A lente da câmera foca a escuridão. Repentinamente acende-se uma luz que revela o quarto de um casal. Uma mulher está de pijama, sentada imóvel na cama. Só um lado da cama está desarrumado, que é o lado em que a mulher dormiu. Ela olha distraída para o lado intocado. A câmera filma tudo da porta do quarto, como se Alguém olhasse para a mulher da soleira da porta.

 

[AÇÃO]

A mulher acaricia o lado intocado da cama. Ela tenta chorar, mas as lágrimas não caem. Ela para de acariciar o lado intocado da cama. Em seguida, deita-se em posição fetal.

 

MULHER QUE SE DEITA EM POSIÇÃO FETAL  

(A câmera se aproxima da mulher. Ninguém entra no quarto. Ninguém deita ao lado da mulher. A mulher suspira. Agora ela chora por dentro.)

 

NINGUÉM SE DEITA AO LADO DA MULHER

(Ninguém acaricia a mulher. Ninguém olha para a mulher. Ninguém se importa com a mulher. Ninguém fica perto da mulher.)
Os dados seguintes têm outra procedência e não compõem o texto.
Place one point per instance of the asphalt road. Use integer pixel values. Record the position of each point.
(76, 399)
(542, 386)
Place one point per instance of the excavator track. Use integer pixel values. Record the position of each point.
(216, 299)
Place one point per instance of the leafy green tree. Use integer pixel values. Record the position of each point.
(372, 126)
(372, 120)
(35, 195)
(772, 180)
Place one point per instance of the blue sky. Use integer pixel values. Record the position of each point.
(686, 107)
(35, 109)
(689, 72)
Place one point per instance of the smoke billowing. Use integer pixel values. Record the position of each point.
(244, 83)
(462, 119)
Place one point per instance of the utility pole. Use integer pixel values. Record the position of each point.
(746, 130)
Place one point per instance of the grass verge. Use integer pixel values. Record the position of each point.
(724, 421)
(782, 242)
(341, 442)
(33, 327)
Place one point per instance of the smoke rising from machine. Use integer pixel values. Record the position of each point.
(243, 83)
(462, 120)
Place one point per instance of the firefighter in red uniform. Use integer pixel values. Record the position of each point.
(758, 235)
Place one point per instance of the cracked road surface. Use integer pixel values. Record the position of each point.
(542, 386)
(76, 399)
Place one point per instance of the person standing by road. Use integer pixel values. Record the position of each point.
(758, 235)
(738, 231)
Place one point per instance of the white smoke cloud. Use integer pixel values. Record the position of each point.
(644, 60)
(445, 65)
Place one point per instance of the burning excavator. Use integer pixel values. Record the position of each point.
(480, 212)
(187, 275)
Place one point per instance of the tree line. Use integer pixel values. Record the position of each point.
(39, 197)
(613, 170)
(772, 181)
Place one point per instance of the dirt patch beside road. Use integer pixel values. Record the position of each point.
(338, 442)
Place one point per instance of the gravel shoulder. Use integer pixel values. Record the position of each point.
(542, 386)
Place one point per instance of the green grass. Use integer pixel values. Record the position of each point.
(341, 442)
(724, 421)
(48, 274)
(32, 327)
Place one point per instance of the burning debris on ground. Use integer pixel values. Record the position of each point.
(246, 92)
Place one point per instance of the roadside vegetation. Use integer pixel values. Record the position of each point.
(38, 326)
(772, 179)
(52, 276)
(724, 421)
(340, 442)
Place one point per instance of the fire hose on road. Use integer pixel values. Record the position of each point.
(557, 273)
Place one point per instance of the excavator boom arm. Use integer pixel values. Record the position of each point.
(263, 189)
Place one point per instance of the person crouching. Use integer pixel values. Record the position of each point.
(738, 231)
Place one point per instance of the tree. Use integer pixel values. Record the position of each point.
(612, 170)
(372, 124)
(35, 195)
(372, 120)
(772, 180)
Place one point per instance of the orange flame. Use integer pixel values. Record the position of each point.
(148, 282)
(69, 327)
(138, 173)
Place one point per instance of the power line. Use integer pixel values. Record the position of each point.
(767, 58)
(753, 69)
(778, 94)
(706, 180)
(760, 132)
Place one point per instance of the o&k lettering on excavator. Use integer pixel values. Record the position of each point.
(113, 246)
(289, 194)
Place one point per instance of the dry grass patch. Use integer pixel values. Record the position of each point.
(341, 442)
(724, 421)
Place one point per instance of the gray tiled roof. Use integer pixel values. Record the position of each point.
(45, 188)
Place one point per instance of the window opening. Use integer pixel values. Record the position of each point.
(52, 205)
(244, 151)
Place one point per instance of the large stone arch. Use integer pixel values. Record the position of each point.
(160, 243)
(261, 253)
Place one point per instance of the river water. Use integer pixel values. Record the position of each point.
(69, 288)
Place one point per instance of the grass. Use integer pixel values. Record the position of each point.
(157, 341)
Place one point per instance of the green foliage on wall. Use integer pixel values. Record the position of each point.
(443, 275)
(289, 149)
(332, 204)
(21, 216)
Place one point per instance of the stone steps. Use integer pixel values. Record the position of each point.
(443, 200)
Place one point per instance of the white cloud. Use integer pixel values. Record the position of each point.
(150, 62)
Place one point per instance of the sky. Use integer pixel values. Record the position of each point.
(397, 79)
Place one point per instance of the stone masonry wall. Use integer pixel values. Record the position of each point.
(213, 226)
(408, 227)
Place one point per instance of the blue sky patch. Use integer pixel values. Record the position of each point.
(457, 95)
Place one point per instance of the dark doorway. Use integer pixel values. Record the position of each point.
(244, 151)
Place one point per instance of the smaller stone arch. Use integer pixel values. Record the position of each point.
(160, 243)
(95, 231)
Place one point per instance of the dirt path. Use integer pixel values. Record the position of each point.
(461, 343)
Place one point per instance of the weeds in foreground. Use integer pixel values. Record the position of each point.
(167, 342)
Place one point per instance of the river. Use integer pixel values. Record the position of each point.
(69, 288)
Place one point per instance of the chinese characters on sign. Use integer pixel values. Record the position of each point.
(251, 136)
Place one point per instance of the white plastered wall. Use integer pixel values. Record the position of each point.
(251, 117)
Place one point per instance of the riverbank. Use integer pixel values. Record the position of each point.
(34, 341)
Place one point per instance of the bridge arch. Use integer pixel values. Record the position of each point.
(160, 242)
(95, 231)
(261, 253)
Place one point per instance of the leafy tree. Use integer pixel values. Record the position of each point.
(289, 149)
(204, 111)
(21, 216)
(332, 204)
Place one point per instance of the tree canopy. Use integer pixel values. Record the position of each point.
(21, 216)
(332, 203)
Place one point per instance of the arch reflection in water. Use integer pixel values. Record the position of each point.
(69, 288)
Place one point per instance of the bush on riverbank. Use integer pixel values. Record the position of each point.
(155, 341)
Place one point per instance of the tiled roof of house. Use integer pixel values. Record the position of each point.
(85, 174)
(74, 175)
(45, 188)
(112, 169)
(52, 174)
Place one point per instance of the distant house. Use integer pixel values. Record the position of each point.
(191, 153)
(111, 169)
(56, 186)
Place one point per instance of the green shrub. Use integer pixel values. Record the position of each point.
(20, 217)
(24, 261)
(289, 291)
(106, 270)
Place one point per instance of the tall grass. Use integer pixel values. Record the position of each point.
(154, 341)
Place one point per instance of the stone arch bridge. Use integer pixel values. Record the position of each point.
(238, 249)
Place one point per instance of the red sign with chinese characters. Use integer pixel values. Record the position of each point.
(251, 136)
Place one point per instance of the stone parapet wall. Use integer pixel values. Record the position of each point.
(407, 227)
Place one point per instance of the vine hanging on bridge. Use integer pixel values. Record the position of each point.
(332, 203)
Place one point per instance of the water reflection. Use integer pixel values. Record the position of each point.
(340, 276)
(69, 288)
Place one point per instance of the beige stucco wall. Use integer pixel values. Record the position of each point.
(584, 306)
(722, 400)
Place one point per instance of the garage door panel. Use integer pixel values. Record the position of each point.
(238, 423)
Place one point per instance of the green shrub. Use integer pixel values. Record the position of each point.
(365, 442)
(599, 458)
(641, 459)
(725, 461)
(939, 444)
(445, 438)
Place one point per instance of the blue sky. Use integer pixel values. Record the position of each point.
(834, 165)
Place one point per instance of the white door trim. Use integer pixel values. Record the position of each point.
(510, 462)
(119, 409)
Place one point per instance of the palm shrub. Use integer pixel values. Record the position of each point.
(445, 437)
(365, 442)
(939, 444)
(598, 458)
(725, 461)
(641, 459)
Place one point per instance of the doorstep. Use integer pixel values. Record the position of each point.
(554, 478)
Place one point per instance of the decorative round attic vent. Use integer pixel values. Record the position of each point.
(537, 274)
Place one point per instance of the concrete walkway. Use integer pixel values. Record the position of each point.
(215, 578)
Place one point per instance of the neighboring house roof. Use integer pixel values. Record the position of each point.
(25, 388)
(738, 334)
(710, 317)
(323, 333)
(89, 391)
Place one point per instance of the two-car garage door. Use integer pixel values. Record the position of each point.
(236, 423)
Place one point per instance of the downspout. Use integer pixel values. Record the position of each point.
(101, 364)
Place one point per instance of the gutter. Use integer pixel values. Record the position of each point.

MULHER QUE SE DEITA EM POSIÇÃO FETAL  

(A câmera foca a cama vazia. A câmera procura por Alguém, mas Ninguém aparece. Ninguém é enquadrado pela câmera. A câmera novamente procura enquadrar Alguém, mas Ninguém é enquadrado)

 

NINGUÉM SE DEITA AO LADO DA MULHER

(A câmera foca a mulher. Ela se encolhe mais ainda e os joelhos tocam a testa. Ela pensa que se a dor for bem grande, Ninguém terá pena dela. Ela pensa que Ninguém entende a dor. Se a dor for muito grande, Ninguém poderá ajudá-la.)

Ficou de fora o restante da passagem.